Previous and current research by the Institute’s students

For the one-year MA:
An edition, with commentary and textual notes, of Tom Stoppard’s The Invention of Love; a study of Alastair Fowler’s reconstruction of C. S. Lewis’s lectures from Lewis’s notes; an investigation of the early illustrated editions of The Wind in the Willows (incorporated into the editor’s forthcoming W.W. Norton Annotated The Wind in the Willows); a Reader’s Companion to The Dead Father by Donald Barthelme; an examination of the editions of the Geneva Bible, with attention to their annotations and to responses generated by the notes; annotated editions of John Walker’s The Melody of Speaking and of David Gascoyne’s Poems 1937-1942; an edition of letters, poems, and reviews related to the friendship between Robert Frost and Edward Thomas (published by Handsel Books as Elected Friends: Robert Frost and Edward Thomas to One Another, 2004); an exploration of editorial issues in anthologies of modern Japanese literature in English translation; an edition ofThe Collected Poems of John Crowe Ransom (forthcoming from Handsel Books); selected and annotated travel letters of W. Somerset Maugham; a life and selected works of civil-rights pioneer Julian Denegall Steele; an edition of the letters of Charles Bukowski to Douglas Blazek, 1964-1965; a discography of the Harvard Vocarium (published in the Harvard Library Bulletin, Fall-Winter 2004); a textual edition of the poems of Amy Levy; selected and annotated correspondence between the poet Donald Justice and the novelist Richard Stern; an edition of the uncollected literary criticism of William Stanley Braithwaite; and a critical edition of Mark Twain’s How to Tell a Story and Other Essays.
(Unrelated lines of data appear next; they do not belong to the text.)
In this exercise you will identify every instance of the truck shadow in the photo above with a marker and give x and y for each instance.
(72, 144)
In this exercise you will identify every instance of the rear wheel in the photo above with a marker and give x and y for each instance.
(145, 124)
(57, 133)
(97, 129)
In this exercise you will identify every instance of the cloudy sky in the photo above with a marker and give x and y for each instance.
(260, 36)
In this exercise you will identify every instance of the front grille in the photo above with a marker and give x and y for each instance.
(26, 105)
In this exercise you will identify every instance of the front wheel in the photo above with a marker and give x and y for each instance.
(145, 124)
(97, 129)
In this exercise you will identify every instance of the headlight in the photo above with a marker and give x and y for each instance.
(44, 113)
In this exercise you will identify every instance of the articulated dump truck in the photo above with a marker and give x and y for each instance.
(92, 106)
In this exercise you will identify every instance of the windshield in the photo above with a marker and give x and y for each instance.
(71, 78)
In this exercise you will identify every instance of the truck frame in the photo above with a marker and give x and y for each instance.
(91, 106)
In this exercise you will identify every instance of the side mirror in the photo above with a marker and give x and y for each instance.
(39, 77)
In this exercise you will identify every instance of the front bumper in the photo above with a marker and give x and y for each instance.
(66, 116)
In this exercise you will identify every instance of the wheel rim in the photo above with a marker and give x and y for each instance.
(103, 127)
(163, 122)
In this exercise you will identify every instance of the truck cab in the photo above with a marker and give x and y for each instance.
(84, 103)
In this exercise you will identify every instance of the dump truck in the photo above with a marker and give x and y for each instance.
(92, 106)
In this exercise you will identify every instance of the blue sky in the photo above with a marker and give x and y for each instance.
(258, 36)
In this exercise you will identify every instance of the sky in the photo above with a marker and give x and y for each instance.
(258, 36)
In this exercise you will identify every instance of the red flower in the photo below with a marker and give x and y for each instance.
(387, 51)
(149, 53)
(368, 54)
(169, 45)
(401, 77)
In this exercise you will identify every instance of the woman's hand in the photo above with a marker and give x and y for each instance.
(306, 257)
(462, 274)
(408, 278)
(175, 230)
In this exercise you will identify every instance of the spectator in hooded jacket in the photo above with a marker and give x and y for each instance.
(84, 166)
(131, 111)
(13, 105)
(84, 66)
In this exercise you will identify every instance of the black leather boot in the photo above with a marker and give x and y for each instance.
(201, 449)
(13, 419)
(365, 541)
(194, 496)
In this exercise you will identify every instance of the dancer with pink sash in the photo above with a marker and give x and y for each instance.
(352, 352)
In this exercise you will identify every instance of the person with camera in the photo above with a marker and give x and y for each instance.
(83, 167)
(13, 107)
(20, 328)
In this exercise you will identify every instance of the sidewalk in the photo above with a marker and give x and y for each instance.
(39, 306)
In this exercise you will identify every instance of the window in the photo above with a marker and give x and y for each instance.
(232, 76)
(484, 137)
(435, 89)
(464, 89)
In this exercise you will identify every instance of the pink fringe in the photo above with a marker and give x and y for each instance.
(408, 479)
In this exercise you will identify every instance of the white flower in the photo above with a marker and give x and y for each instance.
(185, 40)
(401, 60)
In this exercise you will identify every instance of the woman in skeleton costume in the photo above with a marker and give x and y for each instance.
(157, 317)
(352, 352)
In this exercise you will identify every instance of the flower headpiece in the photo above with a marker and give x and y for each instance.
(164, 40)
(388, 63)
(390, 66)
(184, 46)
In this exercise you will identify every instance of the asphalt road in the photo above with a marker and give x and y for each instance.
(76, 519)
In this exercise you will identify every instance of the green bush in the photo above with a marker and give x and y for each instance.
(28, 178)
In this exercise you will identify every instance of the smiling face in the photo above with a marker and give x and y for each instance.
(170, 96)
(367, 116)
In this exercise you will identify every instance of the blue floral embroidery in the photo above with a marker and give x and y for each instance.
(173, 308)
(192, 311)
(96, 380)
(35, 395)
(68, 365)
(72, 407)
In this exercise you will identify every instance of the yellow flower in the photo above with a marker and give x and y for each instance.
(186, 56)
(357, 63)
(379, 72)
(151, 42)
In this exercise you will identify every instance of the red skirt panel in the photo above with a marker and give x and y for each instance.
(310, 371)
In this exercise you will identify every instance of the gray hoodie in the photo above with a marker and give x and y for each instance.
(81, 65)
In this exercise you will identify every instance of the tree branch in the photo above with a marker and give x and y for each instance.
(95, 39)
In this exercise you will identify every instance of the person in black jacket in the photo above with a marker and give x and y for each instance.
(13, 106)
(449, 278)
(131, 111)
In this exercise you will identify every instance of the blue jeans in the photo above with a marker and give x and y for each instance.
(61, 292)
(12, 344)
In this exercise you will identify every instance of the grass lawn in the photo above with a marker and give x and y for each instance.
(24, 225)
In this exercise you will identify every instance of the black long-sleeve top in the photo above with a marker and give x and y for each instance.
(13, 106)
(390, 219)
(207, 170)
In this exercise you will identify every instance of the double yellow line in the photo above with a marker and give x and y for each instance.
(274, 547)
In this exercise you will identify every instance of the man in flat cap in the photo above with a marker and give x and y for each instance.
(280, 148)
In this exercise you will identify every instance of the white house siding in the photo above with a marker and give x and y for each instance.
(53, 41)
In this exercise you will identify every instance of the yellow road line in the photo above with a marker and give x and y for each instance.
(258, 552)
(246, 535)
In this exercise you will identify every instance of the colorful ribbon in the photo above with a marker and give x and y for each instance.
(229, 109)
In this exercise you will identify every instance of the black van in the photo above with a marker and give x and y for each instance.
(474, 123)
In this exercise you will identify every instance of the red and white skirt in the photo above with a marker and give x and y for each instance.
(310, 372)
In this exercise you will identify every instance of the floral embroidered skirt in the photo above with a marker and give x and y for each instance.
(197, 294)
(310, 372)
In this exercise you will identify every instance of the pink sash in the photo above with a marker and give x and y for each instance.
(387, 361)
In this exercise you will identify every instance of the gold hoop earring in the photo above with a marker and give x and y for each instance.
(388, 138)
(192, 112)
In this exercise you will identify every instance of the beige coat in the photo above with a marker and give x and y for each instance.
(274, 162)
For the PhD (normally completed in two years):
The poems of Basil Bunting; Irish dramas of the early twentieth century; two translations of Aeschylus’s Prometheus Bound by Elizabeth Barrett Browning (forthcoming in Pickering and Chatto’s five-volume Collected Works of Elizabeth Barrett Browning); selected letters of Violet Paget (Vernon Lee); a critical edition of poetry by Edna St. Vincent Millay; the collected poems of Frederick Goddard Tuckerman; a genetic analysis of stories by Mary Lavin; an annotated edition of the letters and travel journals of James A. Bayard; the public lectures of Robert Frost at Dartmouth; a critical edition with variant readings of Wyndham Lewis’s first novel,Tarr; an annotated journal by Gaetano Salvemini; and the complete poems of Samuel Beckett.